A Murderous Mascot Hunts High Schoolers in Underwhelming Slasher Student Body

For a slasher about students achieving their full potential, Student Body doesn’t heed its own message. Writer/director Lee Ann Kurr’s feature debut about hormonal teens and blacksmith mascots belabors its less horrific John Hughes vibes, aiming for Diablo Cody taking a crack at writing Nickelodeon’s first splatter flick. It’s not exactly subtle, nor does it care to shock us with exceptional surprises, but maybe that’ll be all aces for younger audiences. Indies like Tragedy Girls or Dance of the Dead hog all the horror-homeroom pep while Student Body is left trying to rally, although it’s a smidge slicker than something exhaustively paint-by-numbers such as Into The Dark’s School Spirit.
Jane Shipley (Montse Hernandez) is a prep school star who’d rather hang with popular bestie Merritt Sinclair (Cheyenne Haynes) than apply herself. Mathematics instructor Mr.
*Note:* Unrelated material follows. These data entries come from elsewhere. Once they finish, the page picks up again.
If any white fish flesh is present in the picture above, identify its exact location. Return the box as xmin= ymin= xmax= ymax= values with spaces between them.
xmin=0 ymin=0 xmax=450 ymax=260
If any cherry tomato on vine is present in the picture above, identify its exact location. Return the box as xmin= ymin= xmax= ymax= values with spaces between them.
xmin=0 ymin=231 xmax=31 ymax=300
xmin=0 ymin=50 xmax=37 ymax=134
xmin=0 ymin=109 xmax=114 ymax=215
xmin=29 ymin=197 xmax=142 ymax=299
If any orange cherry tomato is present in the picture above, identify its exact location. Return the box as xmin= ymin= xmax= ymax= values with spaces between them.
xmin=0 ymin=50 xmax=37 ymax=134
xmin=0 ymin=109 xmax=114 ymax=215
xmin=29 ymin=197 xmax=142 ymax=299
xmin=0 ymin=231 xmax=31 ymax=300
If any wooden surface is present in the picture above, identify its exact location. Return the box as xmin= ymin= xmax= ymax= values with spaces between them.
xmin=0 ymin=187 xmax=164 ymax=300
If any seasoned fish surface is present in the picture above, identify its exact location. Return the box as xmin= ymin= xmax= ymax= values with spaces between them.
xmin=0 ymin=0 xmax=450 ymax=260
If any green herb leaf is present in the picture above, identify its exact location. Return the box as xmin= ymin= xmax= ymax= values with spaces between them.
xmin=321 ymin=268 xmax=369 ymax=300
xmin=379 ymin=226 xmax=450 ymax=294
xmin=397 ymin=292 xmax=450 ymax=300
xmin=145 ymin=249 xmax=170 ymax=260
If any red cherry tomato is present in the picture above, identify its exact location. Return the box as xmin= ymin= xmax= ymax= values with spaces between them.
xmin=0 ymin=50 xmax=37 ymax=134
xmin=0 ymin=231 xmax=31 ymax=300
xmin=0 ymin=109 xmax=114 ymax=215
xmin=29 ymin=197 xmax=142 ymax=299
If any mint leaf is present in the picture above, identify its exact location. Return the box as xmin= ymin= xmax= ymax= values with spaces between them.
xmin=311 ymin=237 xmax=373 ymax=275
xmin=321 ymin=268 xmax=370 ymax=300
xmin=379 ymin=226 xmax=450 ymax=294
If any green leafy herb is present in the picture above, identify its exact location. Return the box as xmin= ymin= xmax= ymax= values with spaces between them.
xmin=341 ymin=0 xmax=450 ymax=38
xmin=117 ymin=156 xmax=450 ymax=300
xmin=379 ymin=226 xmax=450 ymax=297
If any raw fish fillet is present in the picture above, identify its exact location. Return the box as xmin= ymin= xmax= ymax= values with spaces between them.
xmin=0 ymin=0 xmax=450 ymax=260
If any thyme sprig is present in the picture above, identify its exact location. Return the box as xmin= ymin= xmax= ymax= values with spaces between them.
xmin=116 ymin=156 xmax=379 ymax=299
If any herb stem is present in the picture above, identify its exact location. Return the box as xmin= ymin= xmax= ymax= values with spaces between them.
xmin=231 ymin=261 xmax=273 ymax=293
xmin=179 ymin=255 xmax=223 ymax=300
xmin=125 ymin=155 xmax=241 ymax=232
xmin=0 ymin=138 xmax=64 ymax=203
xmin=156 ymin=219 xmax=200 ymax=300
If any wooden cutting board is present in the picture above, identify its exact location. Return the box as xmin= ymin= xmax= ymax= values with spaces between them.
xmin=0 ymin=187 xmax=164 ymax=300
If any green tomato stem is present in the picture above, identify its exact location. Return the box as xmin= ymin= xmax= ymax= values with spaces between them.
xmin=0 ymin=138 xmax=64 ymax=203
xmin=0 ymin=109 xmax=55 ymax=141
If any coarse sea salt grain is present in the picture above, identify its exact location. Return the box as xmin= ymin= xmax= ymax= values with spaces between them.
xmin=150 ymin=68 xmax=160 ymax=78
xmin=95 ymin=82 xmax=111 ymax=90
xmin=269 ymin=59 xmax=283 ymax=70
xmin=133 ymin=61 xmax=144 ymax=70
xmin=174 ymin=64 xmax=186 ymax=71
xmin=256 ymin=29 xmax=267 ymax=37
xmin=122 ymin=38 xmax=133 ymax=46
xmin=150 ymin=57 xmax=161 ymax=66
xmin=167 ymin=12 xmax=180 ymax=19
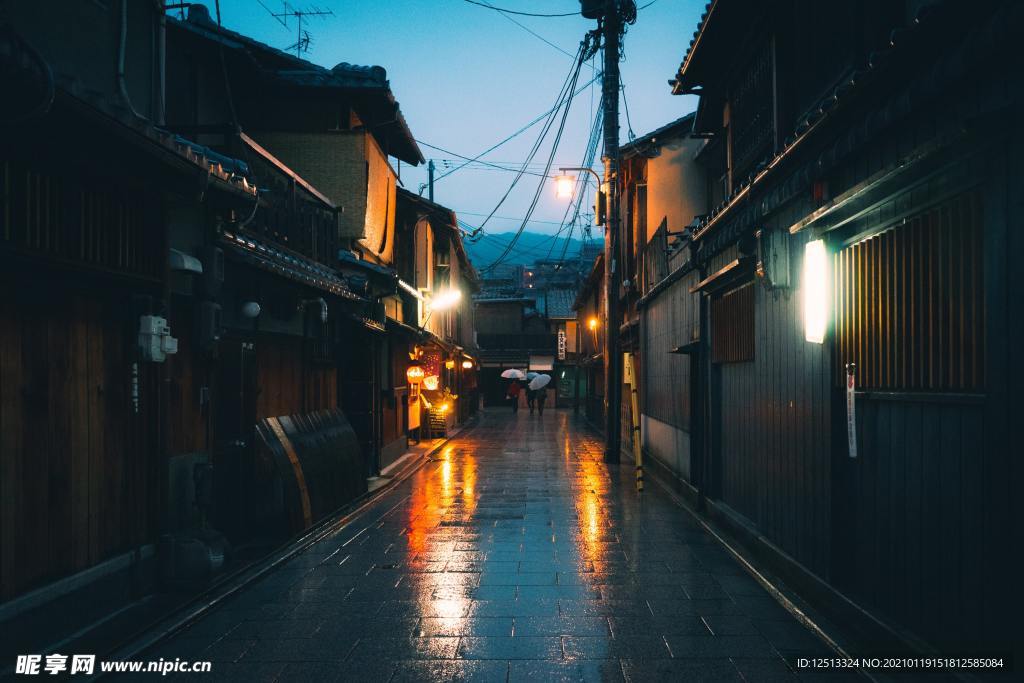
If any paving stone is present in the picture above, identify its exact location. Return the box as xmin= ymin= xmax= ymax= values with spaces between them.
xmin=459 ymin=636 xmax=562 ymax=659
xmin=391 ymin=659 xmax=509 ymax=683
xmin=509 ymin=659 xmax=625 ymax=683
xmin=146 ymin=411 xmax=843 ymax=682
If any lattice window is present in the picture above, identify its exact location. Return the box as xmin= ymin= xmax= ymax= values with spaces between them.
xmin=834 ymin=193 xmax=985 ymax=392
xmin=711 ymin=283 xmax=754 ymax=362
xmin=0 ymin=161 xmax=164 ymax=279
xmin=729 ymin=41 xmax=775 ymax=179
Aunspach (Christian Camargo) confronts Jane over her wasted intellect—something about Jane being a “hammer” who does the work and Merritt’s cronies being “fiddlers” who squander larger purposes. Jane counters by accusing Mr. Aunspach of harassment, which leads to his termination. Allendale’s halls are now safe for slackers who sneak in on weekends to raid hidden stashes of teacher’s whiskey—or so Jane and her gang assume until mascot “Anvil Al” starts caving skulls with mighty swings.
Student Body only focuses on five teens when it matters, limiting slasher kill sequences. Kurr establishes dynamics of jealousy, secret crushes and general disobedience before the blood spills, which takes its time and then underwhelms through sheer volume. Jane, Merritt, anti-establishment photographer Ellis (Anthony Keyvan), athletic aggressor Nadia (Harley Quinn Smith) and pint-sized goofball Eric (Austin Zajur) scurry in typical panic. With only a few bodies to count, there needs to be more than one-hit cranium smashes with a steel weapon. It’s a slasher, but one hindered by its shallow roster and limited effects (especially what little can be shown on camera).